Anger’s Lazy Roommate
Went to bed angry, woke up still angry. Well not angry, just bitter.
We as a community will discuss anger without pause, but what about its best friend, bitterness—That stays on the couch and never wants to leave even after anger has left for the day.
Has anybody ever been there? I had an argument with my wife the night before. It ended unresolved with us going to bed. I hate going to bed mad at my best friend.
Of course, I wanted to not be angry. Who wants to start off their day annoyed? As I started my morning routine, I wrestled with all types of words, mantras, and sayings to get myself out of my mood. You know the sayings like “I’m okay”, “just breathe”, “let it go”, etc etc…

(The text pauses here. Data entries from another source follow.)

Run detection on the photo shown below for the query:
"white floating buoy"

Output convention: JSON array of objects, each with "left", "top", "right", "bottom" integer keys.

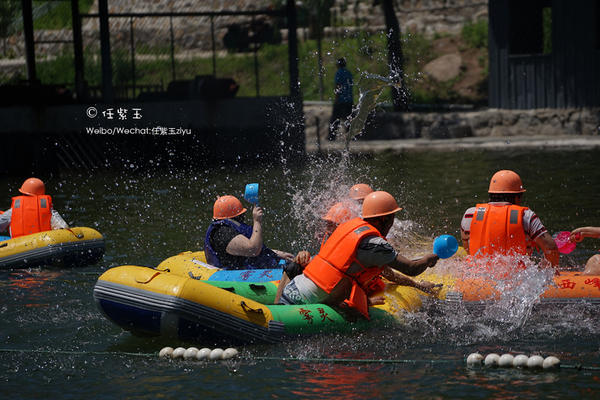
[
  {"left": 543, "top": 356, "right": 560, "bottom": 369},
  {"left": 484, "top": 353, "right": 500, "bottom": 367},
  {"left": 209, "top": 348, "right": 224, "bottom": 360},
  {"left": 466, "top": 353, "right": 483, "bottom": 366},
  {"left": 527, "top": 355, "right": 544, "bottom": 369},
  {"left": 183, "top": 347, "right": 199, "bottom": 360},
  {"left": 172, "top": 347, "right": 186, "bottom": 359},
  {"left": 222, "top": 348, "right": 239, "bottom": 360},
  {"left": 513, "top": 354, "right": 529, "bottom": 368},
  {"left": 196, "top": 348, "right": 211, "bottom": 360},
  {"left": 159, "top": 347, "right": 174, "bottom": 358},
  {"left": 498, "top": 354, "right": 515, "bottom": 368}
]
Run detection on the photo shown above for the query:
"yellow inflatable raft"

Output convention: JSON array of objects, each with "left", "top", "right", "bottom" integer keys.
[
  {"left": 94, "top": 259, "right": 433, "bottom": 343},
  {"left": 0, "top": 227, "right": 105, "bottom": 269}
]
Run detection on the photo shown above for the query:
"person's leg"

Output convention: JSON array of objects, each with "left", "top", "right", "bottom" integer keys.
[
  {"left": 329, "top": 103, "right": 343, "bottom": 141},
  {"left": 583, "top": 254, "right": 600, "bottom": 275},
  {"left": 339, "top": 103, "right": 354, "bottom": 138},
  {"left": 274, "top": 272, "right": 290, "bottom": 304}
]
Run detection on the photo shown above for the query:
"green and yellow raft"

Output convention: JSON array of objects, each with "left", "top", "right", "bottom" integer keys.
[
  {"left": 0, "top": 227, "right": 105, "bottom": 269},
  {"left": 94, "top": 251, "right": 434, "bottom": 343}
]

I then suddenly was presented with one word: surrender…..
Surrender your bitterness to communication..
Like a broom sweeping a dusty house on a Saturday morning, suddenly my bitterness was gone.
I could only thank God and praise Him. All of my humanly self help tactics paled in comparison to my God’s Holy relief.
Jumping back into the ”How, What, Where, and Why?”
My wife apologized, why am I still mad?
Because of bitterness!!
I realize that I have a lingering problem where I have this need to show the person I’m angry with how mad I am and to prove it to them through my stoic, unemotional, or just plain ole unresponsiveness to them.
“I guess I’ll make her feel me with my passive aggressive cues.” “She’ll see how much she hurt me now. Right?”
I’m tired of talking to her, I’m tired of telling her what’s wrong. She should know right?-wrong!!!!!
We can be accountable to the other person, apologetic, and there for the other person. But an issue can still be unresolved.
It takes two willing parties to finally put an issue to rest.
Admittedly, I had to look up the definition of “Surrender.” It’s all things related to give in, give up, or the act of letting go. “to abandon oneself entirely to (a powerful emotion or influence); to give in to.” Well guess what, marriage is a more powerful force than my need to be angry and bitter.
My God is a more powerful force than my bitterness.